Reputation: 17
I'm trying to convert following c code in CUDA.... In following code I've array of elements [12 ,13, 23, 24, 25 ]... I want output like [123, 234, 234, 245 ].. You'll get the logic by looking at the code...
#include <stdio.h>
#define N 5
int main(){
int i,j;
int array[N] = { 12, 13, 23, 24, 25};
int new_array[(N-1)*N/2] = { 0 };
int k=0;
for ( i = 0; i < N; i++)
for( j = i+1; j < N; j++)
{
if((array[i]-array[i]%10) == (array[j]-array[j]%10))
{
new_array[i*N+(j-(i+1))-(i)*(i+1)/2] = array[i]*10 + array[j]%10;
k++;
}
}
for ( i = 0; i < (N-1)*N/2; i++) printf("new_array[%d] = %d\n", i, new_array[i]);
return 0;
}
Now problem comes when i try it to convert into CUDA kernel... I m getting something in output but i dont know how to choose selective elements and store it in the array...
#include <stdio.h>
#define N 5
__global__ void kernel(int* new_array_d, int* array_d) {
int i = threadIdx.x;
int j = threadIdx.y;
if (j > i && (array_d[i]-(array_d[i]%10)) == (array_d[j]-(array_d[j]%10)))
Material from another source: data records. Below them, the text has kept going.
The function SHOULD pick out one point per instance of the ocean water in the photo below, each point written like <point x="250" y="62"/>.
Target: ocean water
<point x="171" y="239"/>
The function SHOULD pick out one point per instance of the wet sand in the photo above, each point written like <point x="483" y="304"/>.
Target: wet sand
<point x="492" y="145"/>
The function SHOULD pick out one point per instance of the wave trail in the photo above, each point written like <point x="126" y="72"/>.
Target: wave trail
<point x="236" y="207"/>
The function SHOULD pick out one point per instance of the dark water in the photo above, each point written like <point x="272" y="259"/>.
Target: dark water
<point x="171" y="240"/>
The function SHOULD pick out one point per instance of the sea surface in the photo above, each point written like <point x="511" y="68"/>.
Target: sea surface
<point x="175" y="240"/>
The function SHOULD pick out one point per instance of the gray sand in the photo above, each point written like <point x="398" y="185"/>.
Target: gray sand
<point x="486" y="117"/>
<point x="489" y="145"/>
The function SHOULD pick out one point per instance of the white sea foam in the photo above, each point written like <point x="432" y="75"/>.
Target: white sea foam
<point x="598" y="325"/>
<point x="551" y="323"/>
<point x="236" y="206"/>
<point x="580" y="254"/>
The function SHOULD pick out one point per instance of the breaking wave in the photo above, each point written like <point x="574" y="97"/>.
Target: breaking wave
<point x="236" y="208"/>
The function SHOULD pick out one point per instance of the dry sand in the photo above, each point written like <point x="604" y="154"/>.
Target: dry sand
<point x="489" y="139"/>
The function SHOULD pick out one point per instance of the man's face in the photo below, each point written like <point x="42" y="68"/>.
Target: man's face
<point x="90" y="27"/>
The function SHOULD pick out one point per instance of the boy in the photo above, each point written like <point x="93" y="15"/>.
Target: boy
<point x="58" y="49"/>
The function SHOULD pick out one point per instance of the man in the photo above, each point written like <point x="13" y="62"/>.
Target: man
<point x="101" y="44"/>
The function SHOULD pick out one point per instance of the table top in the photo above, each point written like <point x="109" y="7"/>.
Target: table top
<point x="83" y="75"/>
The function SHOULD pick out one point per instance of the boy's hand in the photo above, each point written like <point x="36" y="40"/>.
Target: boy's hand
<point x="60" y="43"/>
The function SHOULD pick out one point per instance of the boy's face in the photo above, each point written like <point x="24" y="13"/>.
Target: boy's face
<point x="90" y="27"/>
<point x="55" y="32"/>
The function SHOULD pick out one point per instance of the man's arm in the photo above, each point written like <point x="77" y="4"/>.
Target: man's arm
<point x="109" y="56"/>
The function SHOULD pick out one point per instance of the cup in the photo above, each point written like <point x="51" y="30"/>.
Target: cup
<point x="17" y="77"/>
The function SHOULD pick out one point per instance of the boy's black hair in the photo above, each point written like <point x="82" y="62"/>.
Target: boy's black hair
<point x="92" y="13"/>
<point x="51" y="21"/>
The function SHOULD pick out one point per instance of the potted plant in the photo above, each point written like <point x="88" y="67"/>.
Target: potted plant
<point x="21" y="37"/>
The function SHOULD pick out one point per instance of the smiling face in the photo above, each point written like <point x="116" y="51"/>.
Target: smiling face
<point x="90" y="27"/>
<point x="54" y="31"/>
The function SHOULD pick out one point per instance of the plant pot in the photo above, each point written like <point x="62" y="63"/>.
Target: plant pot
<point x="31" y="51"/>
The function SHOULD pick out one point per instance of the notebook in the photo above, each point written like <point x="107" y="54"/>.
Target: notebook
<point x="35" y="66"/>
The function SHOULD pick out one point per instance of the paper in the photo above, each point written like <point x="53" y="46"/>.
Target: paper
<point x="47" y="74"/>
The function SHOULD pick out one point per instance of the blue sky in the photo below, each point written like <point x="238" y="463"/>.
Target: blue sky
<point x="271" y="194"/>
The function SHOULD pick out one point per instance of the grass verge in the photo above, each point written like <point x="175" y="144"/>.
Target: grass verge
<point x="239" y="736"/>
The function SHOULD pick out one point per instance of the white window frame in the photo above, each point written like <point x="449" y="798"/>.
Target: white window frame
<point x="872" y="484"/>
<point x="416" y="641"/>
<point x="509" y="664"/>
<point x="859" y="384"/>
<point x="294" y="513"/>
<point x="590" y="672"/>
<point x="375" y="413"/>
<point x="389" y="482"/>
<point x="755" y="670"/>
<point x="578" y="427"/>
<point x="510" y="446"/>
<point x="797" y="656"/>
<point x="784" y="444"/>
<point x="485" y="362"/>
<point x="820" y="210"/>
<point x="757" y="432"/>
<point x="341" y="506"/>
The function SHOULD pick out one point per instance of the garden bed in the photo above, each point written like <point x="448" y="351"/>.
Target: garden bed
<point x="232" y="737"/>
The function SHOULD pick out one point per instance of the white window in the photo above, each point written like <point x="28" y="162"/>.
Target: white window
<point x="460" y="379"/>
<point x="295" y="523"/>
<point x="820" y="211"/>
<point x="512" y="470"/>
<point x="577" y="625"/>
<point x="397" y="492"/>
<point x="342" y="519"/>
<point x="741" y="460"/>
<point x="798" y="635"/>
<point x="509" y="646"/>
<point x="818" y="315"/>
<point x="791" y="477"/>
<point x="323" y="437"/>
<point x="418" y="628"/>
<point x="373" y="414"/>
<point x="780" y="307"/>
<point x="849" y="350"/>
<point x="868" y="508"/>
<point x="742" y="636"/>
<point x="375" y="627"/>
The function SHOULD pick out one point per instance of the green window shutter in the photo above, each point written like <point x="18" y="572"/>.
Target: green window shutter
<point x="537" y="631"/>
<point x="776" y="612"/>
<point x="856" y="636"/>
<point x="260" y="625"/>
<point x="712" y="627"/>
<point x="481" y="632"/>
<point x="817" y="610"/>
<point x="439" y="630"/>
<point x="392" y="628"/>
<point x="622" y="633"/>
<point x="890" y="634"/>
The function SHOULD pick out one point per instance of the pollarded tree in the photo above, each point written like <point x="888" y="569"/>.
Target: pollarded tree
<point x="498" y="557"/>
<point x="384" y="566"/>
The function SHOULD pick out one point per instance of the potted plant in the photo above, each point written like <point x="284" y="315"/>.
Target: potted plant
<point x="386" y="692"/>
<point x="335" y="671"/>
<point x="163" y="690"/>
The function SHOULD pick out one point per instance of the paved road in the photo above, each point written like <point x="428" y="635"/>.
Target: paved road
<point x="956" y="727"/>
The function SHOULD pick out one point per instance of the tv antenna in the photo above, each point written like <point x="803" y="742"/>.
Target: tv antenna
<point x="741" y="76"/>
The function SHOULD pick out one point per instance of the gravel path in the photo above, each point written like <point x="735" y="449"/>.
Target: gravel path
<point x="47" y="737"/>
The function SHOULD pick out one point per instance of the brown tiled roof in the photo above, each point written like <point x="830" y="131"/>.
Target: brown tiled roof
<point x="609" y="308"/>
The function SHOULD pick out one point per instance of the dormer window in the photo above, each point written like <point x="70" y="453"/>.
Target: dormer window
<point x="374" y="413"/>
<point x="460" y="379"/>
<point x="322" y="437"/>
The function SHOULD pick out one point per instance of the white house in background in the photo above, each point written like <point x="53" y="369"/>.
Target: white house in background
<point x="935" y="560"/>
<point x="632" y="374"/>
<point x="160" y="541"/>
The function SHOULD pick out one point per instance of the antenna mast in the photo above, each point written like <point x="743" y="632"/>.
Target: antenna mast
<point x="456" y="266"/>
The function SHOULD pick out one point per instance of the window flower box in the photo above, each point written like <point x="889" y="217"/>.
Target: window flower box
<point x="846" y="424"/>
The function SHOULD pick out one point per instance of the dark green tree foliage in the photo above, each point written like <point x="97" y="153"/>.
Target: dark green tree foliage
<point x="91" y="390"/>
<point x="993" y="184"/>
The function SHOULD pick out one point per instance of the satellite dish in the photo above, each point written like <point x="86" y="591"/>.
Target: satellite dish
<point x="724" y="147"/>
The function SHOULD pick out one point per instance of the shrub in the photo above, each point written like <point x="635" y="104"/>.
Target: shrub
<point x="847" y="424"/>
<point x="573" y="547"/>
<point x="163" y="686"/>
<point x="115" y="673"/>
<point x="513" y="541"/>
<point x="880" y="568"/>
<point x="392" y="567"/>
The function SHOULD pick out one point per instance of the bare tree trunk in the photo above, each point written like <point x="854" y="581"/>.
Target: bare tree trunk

new_array_d[i*N+(j-(i+1))-(i)*(i+1)/2] = array_d[i]*10 + (array_d[j]%10);
}
int main(){
int array[N] = { 12, 13, 23, 24, 25};
int new_array[N-1)*N/2] = { 0 };
int* array_d; cudaMalloc((void**)&array_d,N*sizeof(int));
int* new_array_d; cudaMalloc((void**)&new_array_d,(N-1)*N/2*sizeof(int));
cudaMemcpy(array_d,array,N*sizeof(int),cudaMemcpyHostToDevice);
dim3 grid(1,1);
dim3 block(N,N);
kernel<<<grid,block>>>(new_array_d,array_d);
cudaMemcpy(new_array,new_array_d,(N-1)*N/2*sizeof(int),cudaMemcpyDeviceToHost);
for (int i = 0; i < (N-1)*N/2; i++) printf("new_array[%d] = %d\n", i, new_array[i]);
return 0;
}
Should i try for different index or do it on the CPU only...?? Please help me... thnks in advance...
please Note : I'm trying to combine elements 12 and 13 only if the number except unit place is same... 12 and 13 ....(have 1 in common)...do 12*10+(13%10) = 123
23 and 25 .....(have 2 in common)...do 23*10+(25%10) = 235...
Upvotes: 0
Views: 94
Reputation: 21515
Apart from the compilation issue reported in the comments above, your code does not seem to show any logic issue. You are observing different results for the unset array values right because the final arrays new_array
and new_array_d
have not been initialized.
You can solve this issue by adding the following lines to your code:
memset(new_array,0,(N-1)*N/2*sizeof(int));
cudaMemset(new_array_d, 0, (N-1)*N/2*sizeof(int));
For your convenience, I report below the full code along with initializations and CUDA error checking in the sense of What is the canonical way to check for errors using the CUDA runtime API?, an important thing that you have overlooked in your code:
#include <stdio.h>
#define N 7
#define gpuErrchk(ans) { gpuAssert((ans), __FILE__, __LINE__); }
inline void gpuAssert(cudaError_t code, char *file, int line, bool abort=true)
{
if (code != cudaSuccess)
{
fprintf(stderr,"GPUassert: %s %s %d\n", cudaGetErrorString(code), file, line);
if (abort) exit(code);
}
}
__global__ void kernel(int* new_array_d, int* array_d) {
int i = threadIdx.x;
int j = threadIdx.y;
if ((j > i) && ((array_d[i]-(array_d[i]%10)) == (array_d[j]-(array_d[j]%10))))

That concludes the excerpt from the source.